What good is a 13.15 cent cost / KWh average if consumers are exposed to inordinate amounts of risk in the form of $10,000 monthly electric bills every so often? And though they may be rare, who can afford an extra $10,000 expense even once every 5 years?

TEG Takeaway: Beware of the Texas Model


Though Texas Utilities are deregulated, and Michiana Utilities are still largely regulated, this does not mean that dynamic pricing is prohibited in Michiana. In fact, I&M, Consumers, NIPSCO, DTE, & Duke all already have dynamic rates on the books. For example, I&M rates 215, 240, 244, 321, & 327, and NIPSCO rates 821, 823, 824, & 826, among others, all have dynamic elements which allow for serious price fluctuation from day to day and month to month depending on how you use power. These rates have simply been approved by state regulatory committees. But that’s not all, Michiana’s Utilities have been experimenting with more dramatic dynamic pricing models which will likely become the new standard as state renewable portfolio standards force higher amounts of wind and solar into the generation mix and as coal and nuclear generation assets are decommissioned. Take a look at I&M rate 260 which allows your cost / KWh to increase from 11.405 cents to 71.934 cents, “when notified.”

Troubling Energy Trends: This rate, currently available in the I&M rate book, allows your cost / KWh to increase from 11.405 cents to 71.934 cents, "when notified"


When Hope (Hype) Replaces Physics:

This is not meant to be a comprehensive study or exposé, just an introduction to some little-known dynamics and troubling energy trends. There is a conversation that needs to happen on the consumer level, in all rate classes: residential, commercial, & industrial. But this conversation cannot happen if no one knows what’s going on.

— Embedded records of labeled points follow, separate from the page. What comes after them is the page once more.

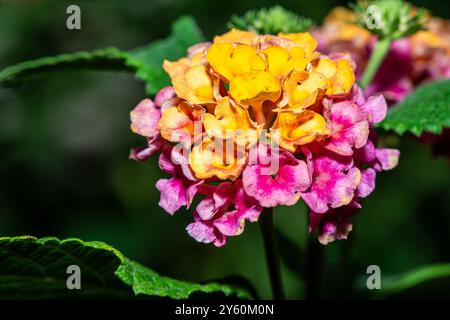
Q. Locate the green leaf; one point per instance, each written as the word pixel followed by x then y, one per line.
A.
pixel 426 110
pixel 107 59
pixel 271 21
pixel 32 268
pixel 146 62
pixel 432 281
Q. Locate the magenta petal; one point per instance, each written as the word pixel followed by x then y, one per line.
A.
pixel 166 164
pixel 334 184
pixel 365 154
pixel 223 194
pixel 145 118
pixel 283 188
pixel 201 232
pixel 388 158
pixel 173 195
pixel 232 223
pixel 376 108
pixel 349 128
pixel 367 184
pixel 142 154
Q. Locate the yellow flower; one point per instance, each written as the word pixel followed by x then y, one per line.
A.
pixel 281 61
pixel 181 123
pixel 303 40
pixel 340 74
pixel 303 88
pixel 217 158
pixel 255 86
pixel 292 129
pixel 231 121
pixel 230 61
pixel 191 79
pixel 236 36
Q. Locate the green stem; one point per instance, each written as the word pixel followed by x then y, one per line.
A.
pixel 315 270
pixel 272 256
pixel 376 58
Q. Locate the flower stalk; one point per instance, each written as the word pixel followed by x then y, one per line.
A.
pixel 315 270
pixel 272 255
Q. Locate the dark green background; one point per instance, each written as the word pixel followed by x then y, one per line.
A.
pixel 65 138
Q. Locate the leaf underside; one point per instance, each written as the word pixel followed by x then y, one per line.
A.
pixel 32 268
pixel 426 110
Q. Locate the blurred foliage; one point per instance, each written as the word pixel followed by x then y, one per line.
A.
pixel 271 21
pixel 64 168
pixel 425 110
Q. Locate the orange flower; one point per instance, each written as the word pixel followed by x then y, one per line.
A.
pixel 292 129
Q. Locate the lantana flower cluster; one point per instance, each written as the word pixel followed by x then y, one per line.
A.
pixel 257 121
pixel 422 57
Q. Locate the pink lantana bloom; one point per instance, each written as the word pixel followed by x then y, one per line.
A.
pixel 222 213
pixel 320 146
pixel 280 185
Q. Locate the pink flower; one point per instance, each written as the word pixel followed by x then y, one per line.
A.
pixel 223 213
pixel 280 187
pixel 144 119
pixel 370 161
pixel 334 225
pixel 179 190
pixel 349 128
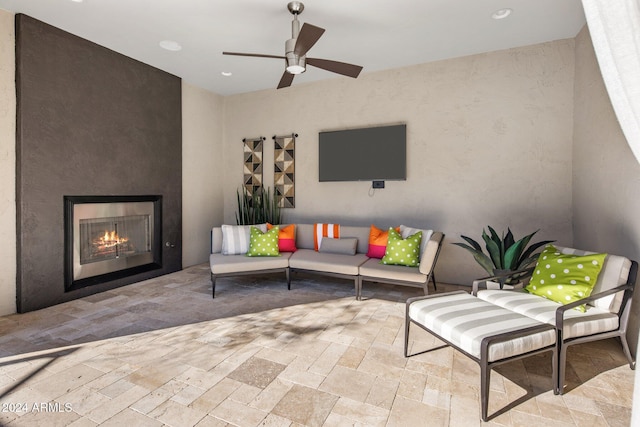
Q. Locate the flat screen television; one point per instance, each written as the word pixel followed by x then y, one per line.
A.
pixel 365 154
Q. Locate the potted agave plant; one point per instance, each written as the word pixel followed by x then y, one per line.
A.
pixel 258 206
pixel 505 255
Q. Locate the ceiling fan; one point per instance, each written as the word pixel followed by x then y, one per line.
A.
pixel 296 48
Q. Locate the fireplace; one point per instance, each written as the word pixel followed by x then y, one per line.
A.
pixel 111 237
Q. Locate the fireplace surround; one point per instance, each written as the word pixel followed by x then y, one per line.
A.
pixel 110 237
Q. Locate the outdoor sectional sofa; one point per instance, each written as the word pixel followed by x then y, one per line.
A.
pixel 344 257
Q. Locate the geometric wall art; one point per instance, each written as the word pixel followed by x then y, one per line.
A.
pixel 284 170
pixel 253 164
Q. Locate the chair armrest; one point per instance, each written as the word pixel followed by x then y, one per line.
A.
pixel 506 275
pixel 560 310
pixel 414 299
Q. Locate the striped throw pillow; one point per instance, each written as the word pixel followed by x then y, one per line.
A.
pixel 324 230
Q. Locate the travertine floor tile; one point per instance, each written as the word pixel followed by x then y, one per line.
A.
pixel 306 406
pixel 163 353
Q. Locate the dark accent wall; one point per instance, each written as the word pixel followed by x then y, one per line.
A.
pixel 90 121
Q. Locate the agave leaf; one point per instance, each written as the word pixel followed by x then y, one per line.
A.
pixel 512 255
pixel 508 240
pixel 494 250
pixel 531 249
pixel 473 243
pixel 527 262
pixel 499 243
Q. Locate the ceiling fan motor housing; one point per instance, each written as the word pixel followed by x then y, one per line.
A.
pixel 295 64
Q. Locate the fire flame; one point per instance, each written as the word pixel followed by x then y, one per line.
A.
pixel 111 239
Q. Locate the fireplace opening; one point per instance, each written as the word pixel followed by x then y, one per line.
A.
pixel 111 237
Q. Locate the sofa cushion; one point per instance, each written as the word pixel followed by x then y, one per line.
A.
pixel 264 244
pixel 373 269
pixel 225 264
pixel 344 246
pixel 308 259
pixel 576 323
pixel 235 238
pixel 286 237
pixel 565 278
pixel 402 251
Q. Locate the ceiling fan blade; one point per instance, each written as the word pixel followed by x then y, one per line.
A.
pixel 258 55
pixel 286 80
pixel 308 36
pixel 336 66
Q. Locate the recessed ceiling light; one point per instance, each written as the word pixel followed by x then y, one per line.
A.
pixel 170 45
pixel 501 13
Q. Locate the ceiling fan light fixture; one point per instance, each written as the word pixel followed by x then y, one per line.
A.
pixel 501 13
pixel 295 69
pixel 295 65
pixel 170 45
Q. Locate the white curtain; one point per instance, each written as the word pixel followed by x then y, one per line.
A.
pixel 614 26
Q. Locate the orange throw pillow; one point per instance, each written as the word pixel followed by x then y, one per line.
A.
pixel 378 241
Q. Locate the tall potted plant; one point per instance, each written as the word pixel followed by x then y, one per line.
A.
pixel 258 207
pixel 504 254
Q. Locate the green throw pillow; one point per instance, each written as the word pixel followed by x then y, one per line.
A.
pixel 565 278
pixel 263 244
pixel 402 251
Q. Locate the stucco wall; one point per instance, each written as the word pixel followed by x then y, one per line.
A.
pixel 489 142
pixel 202 171
pixel 606 175
pixel 7 165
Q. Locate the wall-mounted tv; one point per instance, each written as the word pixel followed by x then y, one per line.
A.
pixel 365 154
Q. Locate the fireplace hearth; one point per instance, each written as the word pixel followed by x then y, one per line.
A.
pixel 111 237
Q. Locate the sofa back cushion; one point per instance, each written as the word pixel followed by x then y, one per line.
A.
pixel 305 238
pixel 216 240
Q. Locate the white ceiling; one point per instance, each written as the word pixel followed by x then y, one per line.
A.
pixel 377 34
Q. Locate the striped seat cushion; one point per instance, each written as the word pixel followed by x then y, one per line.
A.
pixel 464 321
pixel 576 323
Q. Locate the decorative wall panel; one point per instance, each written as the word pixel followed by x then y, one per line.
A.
pixel 253 163
pixel 284 170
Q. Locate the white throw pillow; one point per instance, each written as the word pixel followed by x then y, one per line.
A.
pixel 235 238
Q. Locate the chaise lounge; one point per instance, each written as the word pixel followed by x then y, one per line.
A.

I would be willing to bet that the majority of consumers today believe that we are headed toward the “Grid 2030” vision, tirelessly pursuing “abundant, affordable, clean, efficient, and reliable electric power anytime, anywhere.” But the truth is that abundant, affordable, and reliable have taken a back seat to clean and efficient. This is not speculation, it’s there plain as day if you’re willing to look and see it for what it is.

Do you want clean and efficient power?

But do you also want abundant, affordable, and reliable power?

Can your company afford to either curtail its operations or pay 500% more for electricity “when notified”?

Can your family afford the occasional $10,000 electric bill?

Michiana’s grid doesn’t exist in a vacuum, and we aren’t waiting to see how current solar and wind integration strategies will play out. The results are in. We can look at other states and countries to understand how these strategies work and what impacts they have. Did you know that if you consume power in a regulated state like Indiana or Michigan (MI is 90% regulated), you are in a 3-way contract with your Utility and your state, meaning you can leverage that contract to your advantage (if you know how)? Did you know that regulated Utilities have to apply with state utility regulatory bodies (like the IURC in Indiana) before making changes to rate structures? Did you know that the industrial rate class has been expertly organizing and advocating for itself for years and, as a result, has incredibly low rates and favorable terms? Probably not.

It is this lack of knowledge and action from consumers that allows governments and Utilities to do what they will with the energy market. They can do this in the face of overwhelming evidence that the grid will be less stable, and costs will rise, because the brunt of the impact will pass through to you, the consumer. The grid is poised to be less reliable than ever before, and the stage is set for dramatic cost increases. If abundant, reliable, and affordable energy is still important to you, then current wind and solar integration strategies are failing and need to be revisited. The power lies in the hands of consumers. What will you do to protect your home, your business, and your wallet?